Algorithm Efficiency. H\(^2\)T is slow in handling the long tracking sequence where there exist plenty of targets. Among the steps in the algorithm, the step of DN search is the most time-consuming. To be more specific, the larger an affinity matrix, the longer time it will take to perform the DN search. Thus, we abandon the high-order information [16] when constructing the affinity matrix, which significantly reduces the matrix dimensions and improves the algorithm efficiency.

5 Evaluation

Our online and offline tracker are not learning based algorithm. We only tuning detection score threshold on train set and apply it to its similar scene from test set. For evaluation and submission, 0.1 is set for MOT16-03 and MOT16-04 due to high precision of detection result (03 and 04 are both surveillance scene, which is quite easy while our detector have been trained by self-collected surveillance dataset), and 0.3 is set for other sequences.

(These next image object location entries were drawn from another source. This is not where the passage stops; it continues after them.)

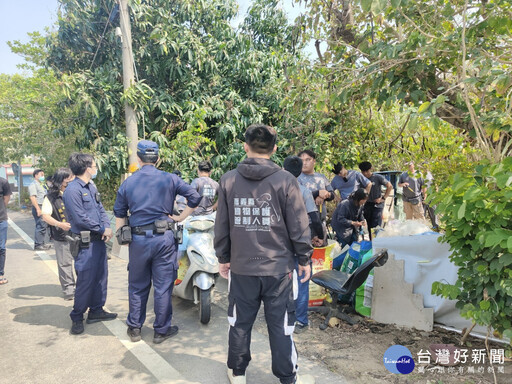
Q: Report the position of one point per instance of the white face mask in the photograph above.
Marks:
(93, 175)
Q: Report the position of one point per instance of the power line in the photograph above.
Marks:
(103, 34)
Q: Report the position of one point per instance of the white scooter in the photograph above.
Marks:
(198, 264)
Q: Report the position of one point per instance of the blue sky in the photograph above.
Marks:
(19, 17)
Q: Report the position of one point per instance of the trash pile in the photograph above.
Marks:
(403, 228)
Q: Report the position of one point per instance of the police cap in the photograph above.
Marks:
(147, 147)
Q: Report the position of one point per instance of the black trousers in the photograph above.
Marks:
(373, 214)
(245, 296)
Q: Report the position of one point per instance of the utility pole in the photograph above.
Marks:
(128, 80)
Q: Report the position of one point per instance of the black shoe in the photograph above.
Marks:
(134, 334)
(77, 327)
(299, 328)
(43, 247)
(159, 337)
(100, 316)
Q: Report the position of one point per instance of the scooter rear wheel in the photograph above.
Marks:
(205, 305)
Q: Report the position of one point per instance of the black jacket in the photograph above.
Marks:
(342, 218)
(261, 220)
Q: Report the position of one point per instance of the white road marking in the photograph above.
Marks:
(155, 363)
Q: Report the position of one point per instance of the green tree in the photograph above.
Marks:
(201, 81)
(449, 59)
(477, 209)
(30, 110)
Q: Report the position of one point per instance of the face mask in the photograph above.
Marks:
(93, 175)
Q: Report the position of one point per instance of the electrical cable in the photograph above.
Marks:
(102, 35)
(132, 59)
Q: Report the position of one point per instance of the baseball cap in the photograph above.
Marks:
(147, 147)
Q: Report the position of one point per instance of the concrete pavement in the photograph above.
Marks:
(37, 346)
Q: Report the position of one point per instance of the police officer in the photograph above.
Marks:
(149, 196)
(88, 217)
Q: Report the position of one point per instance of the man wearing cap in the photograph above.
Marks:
(90, 223)
(149, 196)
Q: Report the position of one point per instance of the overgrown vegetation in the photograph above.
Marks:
(390, 81)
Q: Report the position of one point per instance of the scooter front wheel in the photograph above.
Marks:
(204, 305)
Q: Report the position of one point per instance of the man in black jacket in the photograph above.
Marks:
(260, 230)
(348, 218)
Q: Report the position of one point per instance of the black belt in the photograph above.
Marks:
(94, 236)
(142, 229)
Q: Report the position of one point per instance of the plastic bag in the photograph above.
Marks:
(321, 260)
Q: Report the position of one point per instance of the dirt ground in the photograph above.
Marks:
(356, 352)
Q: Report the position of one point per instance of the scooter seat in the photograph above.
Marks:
(332, 280)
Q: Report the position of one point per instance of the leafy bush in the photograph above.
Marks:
(477, 213)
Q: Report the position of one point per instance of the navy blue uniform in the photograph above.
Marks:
(149, 195)
(86, 213)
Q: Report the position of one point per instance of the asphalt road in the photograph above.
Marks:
(38, 348)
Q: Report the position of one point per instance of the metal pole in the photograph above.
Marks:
(128, 80)
(20, 182)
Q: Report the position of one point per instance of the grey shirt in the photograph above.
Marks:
(316, 182)
(36, 189)
(378, 181)
(308, 199)
(208, 189)
(5, 190)
(354, 181)
(411, 194)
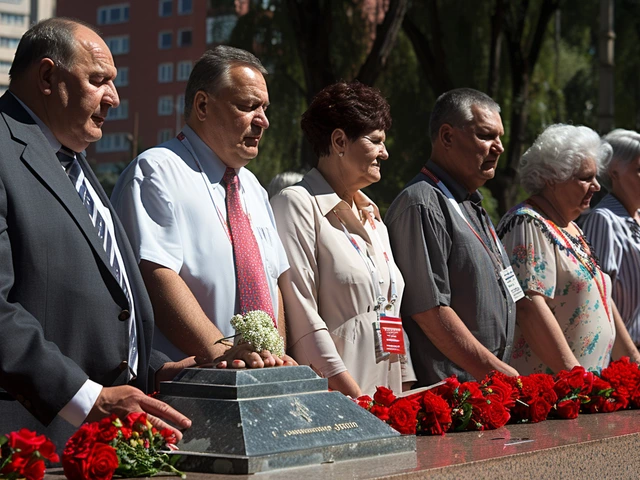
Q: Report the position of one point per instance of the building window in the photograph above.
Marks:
(13, 19)
(185, 6)
(165, 40)
(165, 7)
(165, 135)
(185, 37)
(165, 72)
(8, 42)
(118, 45)
(113, 14)
(122, 80)
(119, 113)
(113, 142)
(180, 104)
(219, 28)
(184, 70)
(165, 105)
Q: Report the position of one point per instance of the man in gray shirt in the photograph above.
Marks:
(457, 309)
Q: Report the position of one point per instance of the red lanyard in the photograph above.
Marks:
(447, 193)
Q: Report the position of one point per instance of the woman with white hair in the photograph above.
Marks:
(613, 227)
(567, 317)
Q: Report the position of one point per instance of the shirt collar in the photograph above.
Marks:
(326, 198)
(211, 163)
(458, 191)
(53, 141)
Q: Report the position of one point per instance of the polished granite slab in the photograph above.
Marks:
(250, 421)
(602, 446)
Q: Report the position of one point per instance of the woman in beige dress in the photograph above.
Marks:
(343, 283)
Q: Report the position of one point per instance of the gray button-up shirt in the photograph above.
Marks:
(445, 264)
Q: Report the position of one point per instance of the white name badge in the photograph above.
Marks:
(511, 283)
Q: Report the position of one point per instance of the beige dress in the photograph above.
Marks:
(330, 299)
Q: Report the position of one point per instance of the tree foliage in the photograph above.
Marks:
(537, 58)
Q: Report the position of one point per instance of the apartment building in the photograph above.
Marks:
(15, 18)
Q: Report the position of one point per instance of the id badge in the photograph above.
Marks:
(392, 337)
(381, 355)
(511, 284)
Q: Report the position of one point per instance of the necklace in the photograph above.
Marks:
(582, 251)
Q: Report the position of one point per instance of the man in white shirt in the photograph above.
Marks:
(172, 200)
(75, 318)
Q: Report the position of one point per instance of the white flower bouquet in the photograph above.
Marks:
(256, 328)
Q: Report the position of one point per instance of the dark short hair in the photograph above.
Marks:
(52, 38)
(354, 107)
(212, 70)
(454, 108)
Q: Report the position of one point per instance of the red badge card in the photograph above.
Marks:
(392, 338)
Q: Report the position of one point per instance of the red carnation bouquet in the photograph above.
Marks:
(22, 455)
(572, 389)
(477, 406)
(129, 448)
(498, 399)
(536, 396)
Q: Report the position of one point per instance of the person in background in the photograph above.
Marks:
(344, 281)
(568, 317)
(75, 320)
(200, 222)
(458, 310)
(613, 227)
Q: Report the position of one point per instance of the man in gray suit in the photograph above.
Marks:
(75, 319)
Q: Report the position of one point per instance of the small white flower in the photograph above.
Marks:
(256, 328)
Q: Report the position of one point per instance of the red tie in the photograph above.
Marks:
(252, 282)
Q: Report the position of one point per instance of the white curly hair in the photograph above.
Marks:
(558, 153)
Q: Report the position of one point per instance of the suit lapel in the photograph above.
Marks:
(37, 155)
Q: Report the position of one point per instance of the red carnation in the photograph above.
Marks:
(568, 408)
(380, 411)
(26, 441)
(364, 401)
(495, 414)
(435, 415)
(135, 418)
(169, 436)
(384, 396)
(403, 415)
(79, 444)
(34, 470)
(107, 431)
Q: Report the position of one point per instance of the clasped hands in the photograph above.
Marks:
(125, 399)
(244, 356)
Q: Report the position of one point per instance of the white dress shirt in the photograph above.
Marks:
(172, 205)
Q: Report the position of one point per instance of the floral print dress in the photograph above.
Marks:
(548, 260)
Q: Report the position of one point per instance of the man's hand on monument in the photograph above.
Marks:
(125, 399)
(506, 369)
(243, 356)
(169, 370)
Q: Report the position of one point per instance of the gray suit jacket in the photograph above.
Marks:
(62, 311)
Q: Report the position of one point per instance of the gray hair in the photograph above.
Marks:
(53, 38)
(454, 108)
(626, 148)
(211, 72)
(558, 153)
(283, 180)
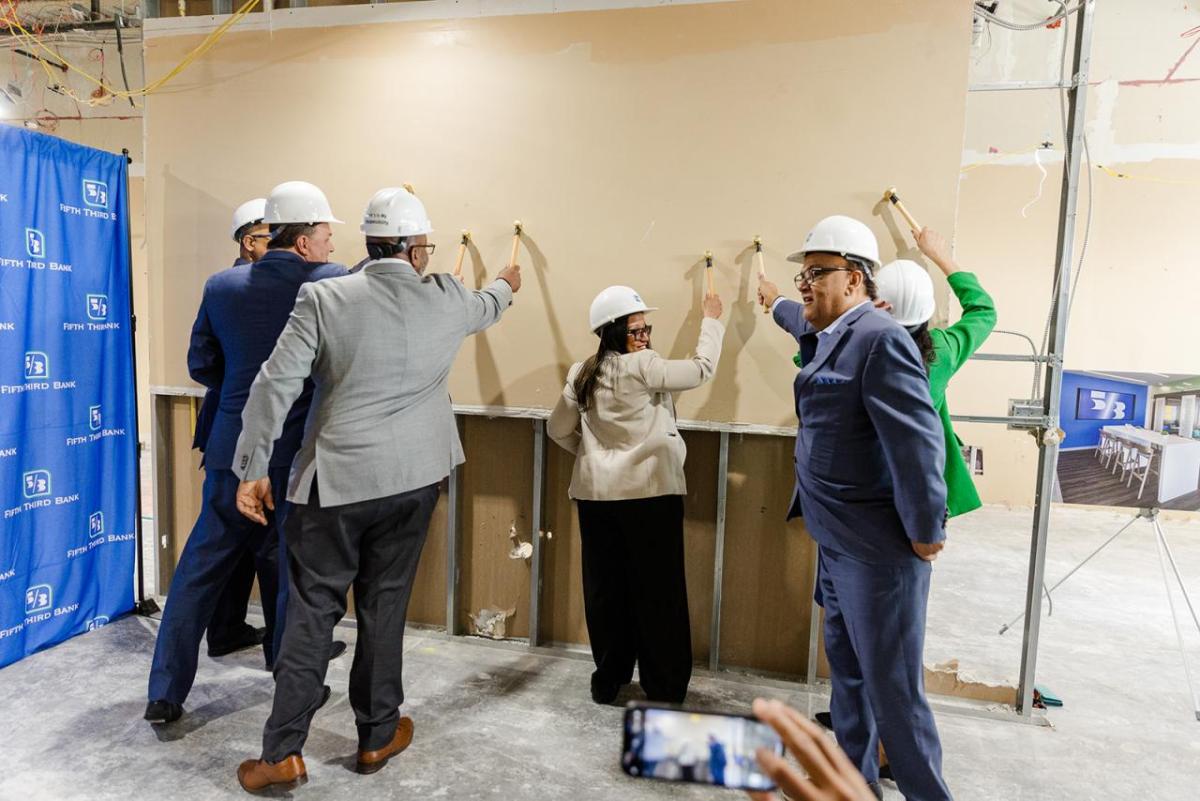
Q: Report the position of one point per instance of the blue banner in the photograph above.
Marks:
(67, 423)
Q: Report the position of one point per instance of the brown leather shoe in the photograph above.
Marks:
(372, 760)
(256, 775)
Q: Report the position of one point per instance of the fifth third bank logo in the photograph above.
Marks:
(37, 366)
(97, 307)
(35, 244)
(1109, 404)
(95, 194)
(39, 597)
(36, 483)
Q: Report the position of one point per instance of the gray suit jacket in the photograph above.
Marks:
(378, 344)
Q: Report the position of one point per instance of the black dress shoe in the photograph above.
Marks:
(163, 712)
(250, 638)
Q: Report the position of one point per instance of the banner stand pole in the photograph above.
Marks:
(143, 606)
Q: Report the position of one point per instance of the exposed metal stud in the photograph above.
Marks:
(538, 515)
(1048, 456)
(723, 485)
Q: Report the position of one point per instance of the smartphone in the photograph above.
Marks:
(679, 745)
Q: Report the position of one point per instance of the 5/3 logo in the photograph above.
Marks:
(39, 597)
(95, 194)
(97, 307)
(35, 244)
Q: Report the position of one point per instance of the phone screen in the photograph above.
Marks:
(677, 745)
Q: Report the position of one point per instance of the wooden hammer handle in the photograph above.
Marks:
(912, 221)
(762, 270)
(516, 244)
(462, 254)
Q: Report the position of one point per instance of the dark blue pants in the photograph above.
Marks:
(219, 540)
(875, 638)
(228, 625)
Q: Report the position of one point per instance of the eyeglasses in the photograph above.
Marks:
(640, 333)
(814, 275)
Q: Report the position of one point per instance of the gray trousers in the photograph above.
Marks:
(375, 547)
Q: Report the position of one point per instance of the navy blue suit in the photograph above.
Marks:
(869, 458)
(241, 315)
(228, 625)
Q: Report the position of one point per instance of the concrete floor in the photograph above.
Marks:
(497, 722)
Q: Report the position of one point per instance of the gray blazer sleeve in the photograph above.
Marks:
(895, 392)
(277, 385)
(485, 307)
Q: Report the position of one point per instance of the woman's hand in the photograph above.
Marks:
(936, 248)
(767, 293)
(831, 775)
(713, 306)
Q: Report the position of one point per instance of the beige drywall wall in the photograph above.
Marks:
(628, 142)
(1134, 306)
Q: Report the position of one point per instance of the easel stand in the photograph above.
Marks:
(1165, 556)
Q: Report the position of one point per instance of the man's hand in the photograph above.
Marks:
(831, 775)
(251, 498)
(928, 550)
(713, 307)
(513, 275)
(767, 293)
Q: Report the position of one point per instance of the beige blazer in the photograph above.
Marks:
(627, 444)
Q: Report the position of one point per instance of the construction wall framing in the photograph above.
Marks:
(509, 452)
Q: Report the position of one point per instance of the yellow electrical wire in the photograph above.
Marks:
(1107, 170)
(35, 43)
(996, 157)
(1127, 176)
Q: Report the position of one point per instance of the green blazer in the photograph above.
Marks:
(952, 348)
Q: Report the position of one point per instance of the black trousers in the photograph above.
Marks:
(375, 547)
(635, 594)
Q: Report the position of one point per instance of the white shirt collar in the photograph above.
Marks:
(833, 326)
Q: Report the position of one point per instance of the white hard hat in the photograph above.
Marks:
(843, 235)
(615, 302)
(298, 202)
(394, 211)
(907, 287)
(252, 211)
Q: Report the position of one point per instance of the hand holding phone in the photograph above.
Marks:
(831, 775)
(678, 745)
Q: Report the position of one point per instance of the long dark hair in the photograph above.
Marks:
(924, 344)
(612, 341)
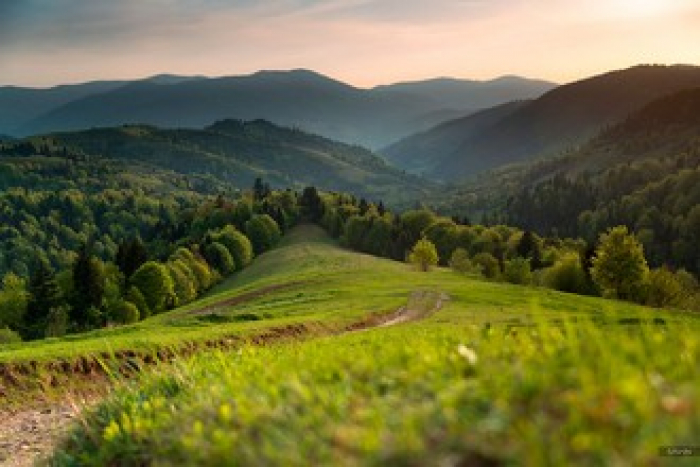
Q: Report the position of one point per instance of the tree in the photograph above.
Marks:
(13, 301)
(663, 289)
(488, 264)
(88, 289)
(44, 299)
(529, 247)
(131, 254)
(460, 262)
(237, 244)
(263, 232)
(153, 280)
(311, 204)
(619, 267)
(219, 257)
(423, 255)
(567, 275)
(517, 271)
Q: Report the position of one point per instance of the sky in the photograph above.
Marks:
(362, 42)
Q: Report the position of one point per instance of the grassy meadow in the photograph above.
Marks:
(499, 375)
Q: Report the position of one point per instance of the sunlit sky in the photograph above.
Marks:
(363, 42)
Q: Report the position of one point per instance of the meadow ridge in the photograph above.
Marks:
(498, 374)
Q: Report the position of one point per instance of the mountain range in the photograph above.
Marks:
(560, 120)
(298, 98)
(237, 152)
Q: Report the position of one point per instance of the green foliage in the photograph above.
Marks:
(218, 256)
(663, 289)
(125, 313)
(263, 232)
(237, 244)
(517, 271)
(460, 262)
(88, 289)
(134, 295)
(45, 301)
(131, 254)
(488, 264)
(13, 301)
(153, 280)
(567, 275)
(183, 280)
(423, 255)
(619, 267)
(8, 336)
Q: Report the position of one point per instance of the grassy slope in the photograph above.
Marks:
(551, 379)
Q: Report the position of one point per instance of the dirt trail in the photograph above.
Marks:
(28, 435)
(421, 304)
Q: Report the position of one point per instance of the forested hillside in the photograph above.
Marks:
(298, 98)
(237, 152)
(562, 119)
(643, 173)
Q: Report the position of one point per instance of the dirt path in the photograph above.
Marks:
(421, 304)
(28, 435)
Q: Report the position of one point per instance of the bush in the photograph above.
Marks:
(488, 264)
(125, 313)
(134, 295)
(237, 244)
(567, 275)
(517, 271)
(460, 262)
(8, 336)
(619, 267)
(423, 255)
(663, 289)
(263, 232)
(220, 258)
(156, 285)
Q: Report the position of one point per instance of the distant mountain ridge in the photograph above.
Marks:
(562, 118)
(237, 152)
(297, 98)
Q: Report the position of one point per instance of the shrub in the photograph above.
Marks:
(156, 285)
(219, 257)
(263, 232)
(423, 255)
(567, 275)
(460, 262)
(488, 264)
(663, 289)
(619, 267)
(237, 244)
(8, 336)
(517, 271)
(134, 295)
(125, 313)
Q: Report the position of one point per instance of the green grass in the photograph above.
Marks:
(501, 374)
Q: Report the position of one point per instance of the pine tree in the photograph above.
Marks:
(44, 299)
(88, 289)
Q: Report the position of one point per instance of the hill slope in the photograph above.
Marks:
(560, 119)
(238, 152)
(447, 386)
(298, 98)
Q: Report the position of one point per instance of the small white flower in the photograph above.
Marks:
(468, 353)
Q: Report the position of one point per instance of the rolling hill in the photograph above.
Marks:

For both onlineFootnote 3 and offline tracker, we compare our detector with the official detector, and compare our feature with default CNN feature. The comparison results on MOT16 [12] train set are listed in Tables 2 and 3, respectively. Note that our detector leads to much better results in MT, ML, FP and FN, and our feature helps reduce both IDS and FM.

Table 2. Online tracker result on the train set
Table 3. Offline tracker result on the train set
Table 4. Comparison to the state-of-the-art methods on MOT16 rank list

6 ECCV 2016 Challenge Results

Our ECCV 2016 Challenge results are listed in Table 4. Obviously, both our online and offline trackers outperform the state-of-the-art approaches by a large margin. Note that our offline tracker achieves the best performance in FN. However, its performance in FP is moderate, due to the interpolation module.

7 Conclusion

In this submission, we take many efforts to get high performance detection and deep learning based appearance feature. We show that they lead to the state-of-the-art multiple object tracking results, even with very simple online tracker. One observation is that with high performance detection and appearance feature, the state-of-the-art offline tracker does not have expected advantages over the much simpler online one. This observation is not reported in many current MOT papers, which often use detections that are not good enough. We make our detections and deep learning based re-ID features on MOT2016 publicly available, and hope that they can help more sophisticated trackers to get better performance.